Theorem 1: Let $S \subseteq E$ and $d \in [0, +\infty)$. If $H^d (S)<+\infty$, then ${H}^{t} (S)=0$ for all $t>d$.

Proof: For each $\delta>0$, there exists a cover $(U_i)$ of $S$ such that $\operatorname{diam} U_{i} < \delta$ for all $i$ and $$ \sum_{i=1}^{\infty} \left( \operatorname{diam} U_{i} \right)^{d} <H^d_\delta + 1. $$

We have \begin{align} H^t_\delta &\le \sum_{i=1}^{\infty} \left( \operatorname{diam} U_{i} \right)^{t} \\ &= \sum_{i=1}^{\infty} \left( \operatorname{diam} U_{i} \right)^{d} \left( \operatorname{diam} U_{i} \right)^{t-d}\\ &\le \delta^{t-d} \sum_{i=1}^{\infty} \left( \operatorname{diam} U_{i} \right)^{d} \quad \text{because} \,\, t-d > 0 \\ &< \delta^{t-d}( H^d_\delta + 1). \end{align}

The proof is complete by taking the limit $\delta \to 0^{+}$. By contrapositive, we also have

Theorem 2: Let $S \subseteq E$ and $d \in [0, +\infty)$. If $H^d (S) > 0$, then ${H}^{t} (S) = +\infty$ for all $t<d$.

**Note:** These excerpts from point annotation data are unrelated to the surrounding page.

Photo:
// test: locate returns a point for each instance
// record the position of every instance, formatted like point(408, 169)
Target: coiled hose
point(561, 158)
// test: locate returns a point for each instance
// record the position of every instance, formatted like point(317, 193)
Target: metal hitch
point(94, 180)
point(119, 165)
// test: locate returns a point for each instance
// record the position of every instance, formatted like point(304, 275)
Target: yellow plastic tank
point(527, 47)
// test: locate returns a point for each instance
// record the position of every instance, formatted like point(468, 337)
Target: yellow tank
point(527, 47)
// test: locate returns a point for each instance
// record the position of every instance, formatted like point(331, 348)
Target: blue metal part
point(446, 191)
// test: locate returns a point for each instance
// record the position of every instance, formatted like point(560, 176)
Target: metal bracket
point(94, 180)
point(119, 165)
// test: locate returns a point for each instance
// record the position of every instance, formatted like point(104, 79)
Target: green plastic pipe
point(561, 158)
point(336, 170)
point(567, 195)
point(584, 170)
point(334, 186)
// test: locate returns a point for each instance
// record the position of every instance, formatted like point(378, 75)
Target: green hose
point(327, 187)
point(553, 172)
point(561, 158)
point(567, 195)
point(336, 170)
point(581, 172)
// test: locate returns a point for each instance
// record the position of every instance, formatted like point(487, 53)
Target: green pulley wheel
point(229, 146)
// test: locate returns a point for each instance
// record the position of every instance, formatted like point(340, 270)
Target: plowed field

It follows from Theorems 1 and 2 that the cardinality of the set $\{H^d (S) \mid d \in [0, +\infty)\}$ is at most $3$. Finally, we have

Proposition: $\dim_H (S) = \inf \{d \in [0, +\infty) \mid H^d (S) < +\infty\}$.

Proof: Let $d' := \inf \{d \in [0, +\infty) \mid H^d (S) < +\infty\}$. Clearly, $d' \le \dim_H (S)$. Assume the contrary that $d' < \dim_H (S)$. By definition of $d'$, there is $d' \le d_1 < \dim_H (S)$ such that $H^{d_1} (S) < +\infty$. Then by Theorem 1, we get $H^{d_2} (S) = 0$ for any $d_1 <d_2$, which contradicts the minimality of $\dim_H (S)$.